Our prisons are poorly staffed, poorly funded and poorly maintained, and our inmates are poorly guarded, poorly fed and poorly treated for ailments. And no one cares.
But you will.
Mark my words, we will pay for our treatment of Alabama prisoners — all of us will. I know this because it is one of the few guarantees of life: You cannot dismiss and mistreat groups of human beings for decades on end and not pay a price for your sins.
We have a big bill coming due.
And I guarantee you one other thing: That bill would have been much smaller, much more easily managed had we simply done the right things from the start.
Had we properly staffed the prisons with guards who weren’t paid so little that smuggling contraband was the only way to pay their bills. Had we provided inmates with actual tools to rehabilitate themselves. Had we treated their medical ailments properly. Had we shown a genuine interest in their contributions to society.

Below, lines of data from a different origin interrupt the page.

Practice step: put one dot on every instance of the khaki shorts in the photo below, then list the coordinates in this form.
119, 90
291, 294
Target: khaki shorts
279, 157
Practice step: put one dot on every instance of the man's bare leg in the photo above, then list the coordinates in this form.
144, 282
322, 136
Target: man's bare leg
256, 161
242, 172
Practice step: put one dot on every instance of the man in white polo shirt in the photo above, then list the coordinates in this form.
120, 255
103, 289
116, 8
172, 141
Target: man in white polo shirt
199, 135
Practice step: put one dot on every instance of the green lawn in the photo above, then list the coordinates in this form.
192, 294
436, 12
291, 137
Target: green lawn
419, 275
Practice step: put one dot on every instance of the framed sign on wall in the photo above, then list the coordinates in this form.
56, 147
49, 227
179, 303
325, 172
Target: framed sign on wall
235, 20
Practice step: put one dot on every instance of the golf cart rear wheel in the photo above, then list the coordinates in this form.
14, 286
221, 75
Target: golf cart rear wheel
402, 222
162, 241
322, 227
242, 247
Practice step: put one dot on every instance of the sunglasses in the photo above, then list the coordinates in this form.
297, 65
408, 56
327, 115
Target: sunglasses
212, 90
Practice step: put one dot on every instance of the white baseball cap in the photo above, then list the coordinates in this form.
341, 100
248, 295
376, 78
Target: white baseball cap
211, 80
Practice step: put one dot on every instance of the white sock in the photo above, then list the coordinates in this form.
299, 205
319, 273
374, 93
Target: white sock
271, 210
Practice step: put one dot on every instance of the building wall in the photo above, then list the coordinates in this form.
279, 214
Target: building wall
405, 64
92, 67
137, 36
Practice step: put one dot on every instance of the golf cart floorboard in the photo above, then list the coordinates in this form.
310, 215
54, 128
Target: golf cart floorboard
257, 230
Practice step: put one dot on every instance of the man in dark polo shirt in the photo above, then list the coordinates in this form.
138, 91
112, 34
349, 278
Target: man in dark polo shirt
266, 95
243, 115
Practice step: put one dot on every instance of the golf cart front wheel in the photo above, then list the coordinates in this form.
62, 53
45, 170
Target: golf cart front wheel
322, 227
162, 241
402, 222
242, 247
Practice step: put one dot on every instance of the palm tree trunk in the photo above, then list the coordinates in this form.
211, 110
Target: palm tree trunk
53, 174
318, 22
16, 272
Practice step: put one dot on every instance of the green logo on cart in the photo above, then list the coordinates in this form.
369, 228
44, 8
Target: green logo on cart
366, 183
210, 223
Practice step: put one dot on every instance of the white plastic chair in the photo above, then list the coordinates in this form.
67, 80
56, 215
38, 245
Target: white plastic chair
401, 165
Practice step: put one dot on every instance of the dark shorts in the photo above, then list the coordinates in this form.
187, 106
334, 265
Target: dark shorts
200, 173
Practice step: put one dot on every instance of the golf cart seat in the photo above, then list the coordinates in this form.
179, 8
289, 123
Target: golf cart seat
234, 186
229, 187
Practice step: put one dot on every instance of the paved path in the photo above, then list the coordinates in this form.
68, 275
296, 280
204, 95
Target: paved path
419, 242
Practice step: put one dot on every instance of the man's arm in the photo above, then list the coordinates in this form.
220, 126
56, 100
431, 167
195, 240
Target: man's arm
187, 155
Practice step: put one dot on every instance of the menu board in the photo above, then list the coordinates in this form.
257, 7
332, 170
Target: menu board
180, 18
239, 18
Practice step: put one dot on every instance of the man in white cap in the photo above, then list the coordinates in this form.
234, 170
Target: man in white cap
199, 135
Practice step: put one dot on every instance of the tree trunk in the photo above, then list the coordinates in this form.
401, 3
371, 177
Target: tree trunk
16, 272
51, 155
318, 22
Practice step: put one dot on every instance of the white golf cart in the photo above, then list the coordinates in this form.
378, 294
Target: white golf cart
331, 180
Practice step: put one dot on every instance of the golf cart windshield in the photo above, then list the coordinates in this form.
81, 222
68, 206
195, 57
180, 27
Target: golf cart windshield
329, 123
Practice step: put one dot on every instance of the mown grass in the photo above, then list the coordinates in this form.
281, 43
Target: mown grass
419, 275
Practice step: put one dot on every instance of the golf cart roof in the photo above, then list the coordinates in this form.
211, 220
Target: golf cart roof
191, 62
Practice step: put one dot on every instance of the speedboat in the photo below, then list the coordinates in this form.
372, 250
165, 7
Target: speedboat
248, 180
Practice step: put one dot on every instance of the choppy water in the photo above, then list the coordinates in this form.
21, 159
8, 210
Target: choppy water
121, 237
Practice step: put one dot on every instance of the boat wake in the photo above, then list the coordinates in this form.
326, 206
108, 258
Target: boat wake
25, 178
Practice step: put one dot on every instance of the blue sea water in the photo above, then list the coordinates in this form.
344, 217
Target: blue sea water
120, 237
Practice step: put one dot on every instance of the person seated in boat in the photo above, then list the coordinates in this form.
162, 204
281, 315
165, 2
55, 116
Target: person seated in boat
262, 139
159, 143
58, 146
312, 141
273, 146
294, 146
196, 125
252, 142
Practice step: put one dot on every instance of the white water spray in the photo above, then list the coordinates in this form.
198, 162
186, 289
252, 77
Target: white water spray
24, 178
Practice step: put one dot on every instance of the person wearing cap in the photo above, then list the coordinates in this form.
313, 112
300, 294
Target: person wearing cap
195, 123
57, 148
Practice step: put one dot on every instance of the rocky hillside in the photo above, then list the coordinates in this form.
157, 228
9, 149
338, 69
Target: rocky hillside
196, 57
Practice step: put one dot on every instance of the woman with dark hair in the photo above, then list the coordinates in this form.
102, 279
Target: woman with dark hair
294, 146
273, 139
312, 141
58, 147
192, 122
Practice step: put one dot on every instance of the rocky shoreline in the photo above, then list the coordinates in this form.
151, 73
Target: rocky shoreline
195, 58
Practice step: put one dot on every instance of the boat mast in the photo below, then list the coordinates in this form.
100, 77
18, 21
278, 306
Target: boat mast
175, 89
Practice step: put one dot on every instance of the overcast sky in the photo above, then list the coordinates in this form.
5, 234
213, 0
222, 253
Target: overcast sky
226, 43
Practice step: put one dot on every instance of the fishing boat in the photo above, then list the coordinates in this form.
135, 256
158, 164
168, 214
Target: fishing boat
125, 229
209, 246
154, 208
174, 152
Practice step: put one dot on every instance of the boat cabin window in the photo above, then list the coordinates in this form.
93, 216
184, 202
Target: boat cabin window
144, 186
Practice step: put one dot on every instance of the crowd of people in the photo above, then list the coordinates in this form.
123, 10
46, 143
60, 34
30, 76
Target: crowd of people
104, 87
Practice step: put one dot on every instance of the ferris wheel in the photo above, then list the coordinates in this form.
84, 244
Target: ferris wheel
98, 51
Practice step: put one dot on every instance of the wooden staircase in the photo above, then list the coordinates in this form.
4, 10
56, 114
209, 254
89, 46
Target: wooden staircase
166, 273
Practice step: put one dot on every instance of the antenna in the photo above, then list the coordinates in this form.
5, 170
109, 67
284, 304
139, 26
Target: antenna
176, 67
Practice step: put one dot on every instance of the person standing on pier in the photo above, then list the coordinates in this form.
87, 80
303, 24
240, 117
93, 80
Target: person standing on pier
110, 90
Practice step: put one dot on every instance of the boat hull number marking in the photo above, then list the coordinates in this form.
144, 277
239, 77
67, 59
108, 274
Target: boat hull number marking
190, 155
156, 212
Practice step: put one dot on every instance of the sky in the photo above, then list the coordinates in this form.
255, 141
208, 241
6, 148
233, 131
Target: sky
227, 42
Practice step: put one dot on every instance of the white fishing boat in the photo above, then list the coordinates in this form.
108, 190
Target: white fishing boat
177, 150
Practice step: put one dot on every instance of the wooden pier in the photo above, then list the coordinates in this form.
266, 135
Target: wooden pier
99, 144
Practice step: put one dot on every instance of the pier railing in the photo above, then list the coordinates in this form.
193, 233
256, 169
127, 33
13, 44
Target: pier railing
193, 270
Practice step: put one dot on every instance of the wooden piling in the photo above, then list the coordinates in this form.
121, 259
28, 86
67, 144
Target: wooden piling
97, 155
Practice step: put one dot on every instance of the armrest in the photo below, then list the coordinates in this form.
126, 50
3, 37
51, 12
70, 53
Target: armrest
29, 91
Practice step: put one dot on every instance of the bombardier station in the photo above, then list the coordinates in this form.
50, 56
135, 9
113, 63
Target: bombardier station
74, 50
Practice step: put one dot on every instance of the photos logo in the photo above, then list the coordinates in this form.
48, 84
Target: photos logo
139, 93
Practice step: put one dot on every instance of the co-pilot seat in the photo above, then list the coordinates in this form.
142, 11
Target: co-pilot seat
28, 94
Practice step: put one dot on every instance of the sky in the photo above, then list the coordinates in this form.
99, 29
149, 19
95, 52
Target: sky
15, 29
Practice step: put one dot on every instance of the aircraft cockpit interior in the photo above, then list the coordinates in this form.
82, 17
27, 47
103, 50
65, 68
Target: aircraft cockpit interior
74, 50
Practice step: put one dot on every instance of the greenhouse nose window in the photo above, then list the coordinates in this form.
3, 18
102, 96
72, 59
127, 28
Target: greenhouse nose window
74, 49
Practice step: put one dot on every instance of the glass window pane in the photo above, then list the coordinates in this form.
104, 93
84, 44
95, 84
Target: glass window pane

We had an opportunity to show a group of mostly young men that the love and direction most of their early lives did exist. We could have proven to them that there are people who care about them, who understand that every life — even the ones outside of the womb and encased in non-white skin — are precious.
But we didn’t. And those people found refuge with other wayward men and women — in violent gangs and prison cliques. They found an income selling drugs and selling humans and doing all the bad things that people buy all those guns to stop.
And we pretended like it didn’t exist. Like they didn’t exist.
So, maybe it shouldn’t be a surprise that we’re just not testing inmates for a deadly virus. It would fit the pattern of ADOC and this state in dealing with our prisoners.
But know this: the manner in which a state houses and cares for its worst people is the truest measure of the heart of the people leading that state.
Alabama’s heart stopped beating long ago.